ストロベリームーン

「準備できるまでタバコでも吸って待ってて」

「タバコやめたんだ」

「え?いつから?」

「さっき」

「なんで?」

 蓮は冷蔵庫の方へ歩いていく。

「そういえばさ、さっき近くの公園で大学生くらいの女の子と話してたんだけどさ、音楽なんて趣味でしょって言われちゃった」

 冷蔵庫からオレンジジュースの紙パックを取り出す。

「あ、それもう全部飲んじゃって、新しいの買って来たから。

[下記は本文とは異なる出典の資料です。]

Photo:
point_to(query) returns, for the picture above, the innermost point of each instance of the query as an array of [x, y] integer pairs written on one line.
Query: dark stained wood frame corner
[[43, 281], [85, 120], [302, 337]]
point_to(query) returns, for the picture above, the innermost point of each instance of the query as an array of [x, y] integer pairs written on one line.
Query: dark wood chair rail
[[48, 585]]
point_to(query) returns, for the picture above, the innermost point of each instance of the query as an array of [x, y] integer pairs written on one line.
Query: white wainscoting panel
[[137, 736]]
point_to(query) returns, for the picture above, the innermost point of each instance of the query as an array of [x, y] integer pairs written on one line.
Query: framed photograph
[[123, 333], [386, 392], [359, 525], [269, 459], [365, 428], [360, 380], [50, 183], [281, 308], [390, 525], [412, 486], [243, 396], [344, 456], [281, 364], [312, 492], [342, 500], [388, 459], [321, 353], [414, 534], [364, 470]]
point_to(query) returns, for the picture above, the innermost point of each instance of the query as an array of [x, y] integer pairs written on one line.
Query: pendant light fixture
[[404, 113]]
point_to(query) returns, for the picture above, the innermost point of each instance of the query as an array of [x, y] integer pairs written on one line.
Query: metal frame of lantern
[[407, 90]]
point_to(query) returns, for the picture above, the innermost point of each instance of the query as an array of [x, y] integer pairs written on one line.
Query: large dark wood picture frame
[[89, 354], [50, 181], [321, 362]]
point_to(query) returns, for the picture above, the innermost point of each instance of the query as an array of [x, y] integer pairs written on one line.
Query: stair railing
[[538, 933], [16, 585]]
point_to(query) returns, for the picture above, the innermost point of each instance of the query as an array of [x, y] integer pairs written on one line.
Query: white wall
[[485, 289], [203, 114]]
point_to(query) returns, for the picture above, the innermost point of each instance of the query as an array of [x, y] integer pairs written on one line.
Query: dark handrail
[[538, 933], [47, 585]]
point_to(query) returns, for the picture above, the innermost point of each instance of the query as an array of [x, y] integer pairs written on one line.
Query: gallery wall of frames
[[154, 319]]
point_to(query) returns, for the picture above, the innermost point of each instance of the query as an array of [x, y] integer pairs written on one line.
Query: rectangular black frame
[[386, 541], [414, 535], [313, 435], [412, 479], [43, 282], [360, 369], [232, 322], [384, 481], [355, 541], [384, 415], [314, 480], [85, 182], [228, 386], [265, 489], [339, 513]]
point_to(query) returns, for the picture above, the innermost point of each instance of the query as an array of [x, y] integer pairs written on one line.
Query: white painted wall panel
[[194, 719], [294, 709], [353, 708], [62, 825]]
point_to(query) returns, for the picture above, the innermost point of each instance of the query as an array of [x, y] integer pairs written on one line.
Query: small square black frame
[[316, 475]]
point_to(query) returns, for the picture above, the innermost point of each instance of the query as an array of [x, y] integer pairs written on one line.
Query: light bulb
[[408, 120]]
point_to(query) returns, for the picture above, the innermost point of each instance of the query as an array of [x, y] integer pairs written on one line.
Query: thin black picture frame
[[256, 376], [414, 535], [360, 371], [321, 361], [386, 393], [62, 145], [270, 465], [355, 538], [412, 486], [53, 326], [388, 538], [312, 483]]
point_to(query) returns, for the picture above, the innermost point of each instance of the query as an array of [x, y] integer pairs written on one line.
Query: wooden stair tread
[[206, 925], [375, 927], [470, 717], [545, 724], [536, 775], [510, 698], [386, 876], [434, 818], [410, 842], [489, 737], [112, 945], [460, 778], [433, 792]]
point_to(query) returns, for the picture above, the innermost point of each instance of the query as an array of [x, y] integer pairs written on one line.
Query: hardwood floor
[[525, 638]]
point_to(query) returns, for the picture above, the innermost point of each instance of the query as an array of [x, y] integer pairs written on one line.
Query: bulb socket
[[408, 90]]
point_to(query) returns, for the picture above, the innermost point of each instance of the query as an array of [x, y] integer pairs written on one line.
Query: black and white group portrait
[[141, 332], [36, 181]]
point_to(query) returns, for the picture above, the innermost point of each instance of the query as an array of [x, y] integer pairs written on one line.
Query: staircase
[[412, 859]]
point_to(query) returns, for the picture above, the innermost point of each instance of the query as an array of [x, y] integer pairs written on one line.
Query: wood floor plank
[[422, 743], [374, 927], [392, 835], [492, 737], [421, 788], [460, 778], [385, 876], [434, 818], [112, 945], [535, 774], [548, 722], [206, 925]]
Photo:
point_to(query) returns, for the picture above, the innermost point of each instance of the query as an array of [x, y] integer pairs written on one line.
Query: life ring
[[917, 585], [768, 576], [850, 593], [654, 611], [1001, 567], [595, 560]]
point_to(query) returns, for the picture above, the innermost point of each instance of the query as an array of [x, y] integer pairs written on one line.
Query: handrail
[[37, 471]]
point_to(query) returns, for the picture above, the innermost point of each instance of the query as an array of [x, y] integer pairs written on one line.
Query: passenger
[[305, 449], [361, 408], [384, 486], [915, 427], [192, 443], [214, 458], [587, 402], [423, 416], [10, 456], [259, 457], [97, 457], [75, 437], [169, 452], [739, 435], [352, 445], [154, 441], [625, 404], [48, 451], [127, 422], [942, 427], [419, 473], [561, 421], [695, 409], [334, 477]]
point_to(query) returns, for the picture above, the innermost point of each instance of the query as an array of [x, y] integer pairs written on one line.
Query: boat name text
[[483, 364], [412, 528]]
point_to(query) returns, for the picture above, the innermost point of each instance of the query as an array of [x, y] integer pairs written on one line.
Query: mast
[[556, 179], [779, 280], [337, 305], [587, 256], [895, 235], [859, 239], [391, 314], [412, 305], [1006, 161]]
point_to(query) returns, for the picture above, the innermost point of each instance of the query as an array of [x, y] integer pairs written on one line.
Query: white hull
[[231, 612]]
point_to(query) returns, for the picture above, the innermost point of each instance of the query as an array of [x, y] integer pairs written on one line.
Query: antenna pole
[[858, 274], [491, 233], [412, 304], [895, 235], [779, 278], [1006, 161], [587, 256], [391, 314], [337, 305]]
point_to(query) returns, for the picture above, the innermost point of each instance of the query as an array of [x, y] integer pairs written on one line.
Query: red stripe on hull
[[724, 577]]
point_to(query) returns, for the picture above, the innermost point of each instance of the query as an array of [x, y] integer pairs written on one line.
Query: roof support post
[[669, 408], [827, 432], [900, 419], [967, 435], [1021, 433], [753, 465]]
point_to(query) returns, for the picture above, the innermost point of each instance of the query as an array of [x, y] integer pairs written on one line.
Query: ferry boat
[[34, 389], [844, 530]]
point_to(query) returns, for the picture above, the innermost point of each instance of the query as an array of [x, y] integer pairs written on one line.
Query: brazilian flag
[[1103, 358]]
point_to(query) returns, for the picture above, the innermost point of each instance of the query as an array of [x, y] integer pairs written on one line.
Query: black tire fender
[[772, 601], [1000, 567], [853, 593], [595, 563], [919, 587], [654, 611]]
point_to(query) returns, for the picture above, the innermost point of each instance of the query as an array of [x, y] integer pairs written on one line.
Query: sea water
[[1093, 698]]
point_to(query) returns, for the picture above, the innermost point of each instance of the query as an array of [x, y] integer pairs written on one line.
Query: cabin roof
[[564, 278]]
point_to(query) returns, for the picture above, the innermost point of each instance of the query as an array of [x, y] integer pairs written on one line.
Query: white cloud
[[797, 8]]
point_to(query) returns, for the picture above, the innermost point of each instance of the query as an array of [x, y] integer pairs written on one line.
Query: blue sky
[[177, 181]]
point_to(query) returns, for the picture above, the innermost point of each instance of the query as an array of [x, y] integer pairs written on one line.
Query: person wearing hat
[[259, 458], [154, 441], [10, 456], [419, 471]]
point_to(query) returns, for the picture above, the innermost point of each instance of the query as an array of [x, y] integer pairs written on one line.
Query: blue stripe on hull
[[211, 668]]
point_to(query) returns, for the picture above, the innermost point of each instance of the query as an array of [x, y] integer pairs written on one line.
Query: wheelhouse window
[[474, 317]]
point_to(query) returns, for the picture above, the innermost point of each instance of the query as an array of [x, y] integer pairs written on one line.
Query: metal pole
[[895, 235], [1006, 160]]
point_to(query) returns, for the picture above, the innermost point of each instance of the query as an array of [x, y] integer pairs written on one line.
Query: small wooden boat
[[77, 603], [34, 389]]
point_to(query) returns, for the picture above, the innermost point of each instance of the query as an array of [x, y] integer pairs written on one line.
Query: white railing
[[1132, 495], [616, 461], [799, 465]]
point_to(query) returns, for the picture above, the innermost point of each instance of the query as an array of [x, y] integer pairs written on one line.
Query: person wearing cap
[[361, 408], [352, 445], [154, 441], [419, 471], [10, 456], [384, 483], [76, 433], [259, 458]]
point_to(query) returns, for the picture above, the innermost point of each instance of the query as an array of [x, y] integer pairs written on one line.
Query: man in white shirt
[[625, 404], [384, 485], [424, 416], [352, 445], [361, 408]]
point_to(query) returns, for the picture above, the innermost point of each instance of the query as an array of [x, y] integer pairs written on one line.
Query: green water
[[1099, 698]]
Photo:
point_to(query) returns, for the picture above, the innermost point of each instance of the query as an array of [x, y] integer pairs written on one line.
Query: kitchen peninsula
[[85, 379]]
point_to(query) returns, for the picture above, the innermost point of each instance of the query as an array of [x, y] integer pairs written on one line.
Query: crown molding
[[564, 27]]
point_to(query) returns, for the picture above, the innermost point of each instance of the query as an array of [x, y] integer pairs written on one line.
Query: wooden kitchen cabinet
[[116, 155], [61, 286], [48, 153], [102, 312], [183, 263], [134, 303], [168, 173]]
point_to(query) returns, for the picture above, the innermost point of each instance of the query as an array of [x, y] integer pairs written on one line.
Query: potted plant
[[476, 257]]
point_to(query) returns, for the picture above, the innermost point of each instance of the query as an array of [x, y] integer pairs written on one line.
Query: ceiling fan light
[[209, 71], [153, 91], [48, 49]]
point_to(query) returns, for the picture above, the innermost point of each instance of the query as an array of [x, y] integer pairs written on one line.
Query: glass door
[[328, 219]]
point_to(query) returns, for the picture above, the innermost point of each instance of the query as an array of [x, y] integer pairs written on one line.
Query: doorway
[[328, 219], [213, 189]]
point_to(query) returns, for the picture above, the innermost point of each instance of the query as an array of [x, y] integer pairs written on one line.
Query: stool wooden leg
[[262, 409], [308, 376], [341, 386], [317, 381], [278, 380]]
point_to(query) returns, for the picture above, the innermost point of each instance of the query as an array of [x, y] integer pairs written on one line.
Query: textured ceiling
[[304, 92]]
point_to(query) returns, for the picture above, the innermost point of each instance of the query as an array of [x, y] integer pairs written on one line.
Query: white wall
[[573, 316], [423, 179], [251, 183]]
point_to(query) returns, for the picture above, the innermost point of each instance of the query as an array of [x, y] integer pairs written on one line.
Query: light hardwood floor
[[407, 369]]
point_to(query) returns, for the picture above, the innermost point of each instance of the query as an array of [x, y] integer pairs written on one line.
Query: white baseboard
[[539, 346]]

そんなこと言われたんだ」

「まぁそれが一般的な意見だけどね、璃々子何飲む?ビール?」 

「あ、わたしもオレンジジュースでいい」

 璃々子は蓮からジュースの紙パックを受け取りテーブルに置くと蓮の手を握った。

「わたしは蓮くん応援してるからね、わたしは蓮くんがメジャーデビューするの待ってるからね」

 真剣な顔をして蓮を見上げる。

「ありがとう璃々子、璃々子だけだよ、そう言ってくれるの。タバコは声に悪いからやめたんだ。やるからには本気にならないとと思ってさ」

 蓮は璃々子に軽くキスをする。

「わたしも一緒に禁煙する」

「いいよ璃々子は吸ってて」

「だって目の前で吸われると吸いたくなるでしょ」

 蓮は困ったようなでも嬉しそうな顔をした。

「璃々子は本当に優しいね」

 蓮はもう一度璃々子にキスをした。

「さ、食べよ食べよ。いっぱい買ってきたから蓮くんたくさん食べてね」

 4人がけのテーブルに2人は並んで座る。

 カツサンドを頬張る蓮を璃々子は眺める。

「わたし幸せだな、とっても幸せ」

「どうしたの?急に」

 蓮は笑った。 

 璃々子も笑う。

 なんでもない普通の日に特別なんでもない食事を大切な人と取る。

 璃々子にはそれが1番の贅沢に思えた。

「蓮くんはわたしと一緒に居て幸せ?」

「当たり前だよ」

「このままず〜と一緒にいようね」

「そうだね」

 蓮はカツサンドを頬張ったまま答えた。





 蓮と連絡がつかなくなったのはそれからすぐのことだった。